With the introduction of the new M2 chip, there’s now a real performance gap between the 2022 iPad Air and the newest iPad Pro. If you’re doing resource-intensive work on the iPad, upgrading to the Pro absolutely makes sense. The 12.9-inch Pro also offers a decidedly better screen than the Air, which is no slouch. 

There are a few other differences, too. The new iPad Pros have Wi-Fi 6E, for instance, but it’s unlikely you’re even using 6E at the moment, though it may become more accessible in the future. 
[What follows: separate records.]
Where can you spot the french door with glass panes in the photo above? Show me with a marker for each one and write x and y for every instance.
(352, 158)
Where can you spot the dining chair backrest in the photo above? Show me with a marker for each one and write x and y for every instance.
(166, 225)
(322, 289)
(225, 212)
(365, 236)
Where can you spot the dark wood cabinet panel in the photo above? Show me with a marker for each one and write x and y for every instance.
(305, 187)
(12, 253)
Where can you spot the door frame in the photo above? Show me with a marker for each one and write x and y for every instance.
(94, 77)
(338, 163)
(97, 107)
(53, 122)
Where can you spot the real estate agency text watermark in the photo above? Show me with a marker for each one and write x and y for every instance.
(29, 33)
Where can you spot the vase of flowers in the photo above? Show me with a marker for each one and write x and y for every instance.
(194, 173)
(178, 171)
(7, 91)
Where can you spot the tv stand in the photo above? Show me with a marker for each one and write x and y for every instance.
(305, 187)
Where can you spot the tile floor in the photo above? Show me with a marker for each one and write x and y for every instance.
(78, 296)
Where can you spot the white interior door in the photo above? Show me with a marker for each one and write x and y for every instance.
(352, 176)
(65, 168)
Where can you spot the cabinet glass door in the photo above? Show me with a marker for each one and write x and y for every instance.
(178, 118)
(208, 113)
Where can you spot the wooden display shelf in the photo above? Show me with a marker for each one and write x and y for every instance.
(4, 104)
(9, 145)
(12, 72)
So, who should buy the iPad Pro (2022)?

As with just about any product with the word “Pro” in the name, there are likely two kinds of people who will buy the new M2-equipped iPad Pro. Some actual professionals with specific use cases for this kind of device will take the plunge. As a professional photographer and imposter professional video shooter, a super-fast iPad with an immaculate screen has undeniable appeal to me. Other creative pros likely feel the same. 

The other target audience for this kind of product contains the same kind of people who will buy the Apple Watch Ultra because it’s the best Apple Watch and then never take it out into the wilderness or into harsh terrain. Some people just want the “best” thing with no real regard for whether it makes any financial or practical sense. 

I can say without a doubt that both of these groups will be satisfied with the 12.9-inch iPad Pro (2022). It’s fast, slick, expensive, and capable—a work machine and a status symbol all wrapped up in one.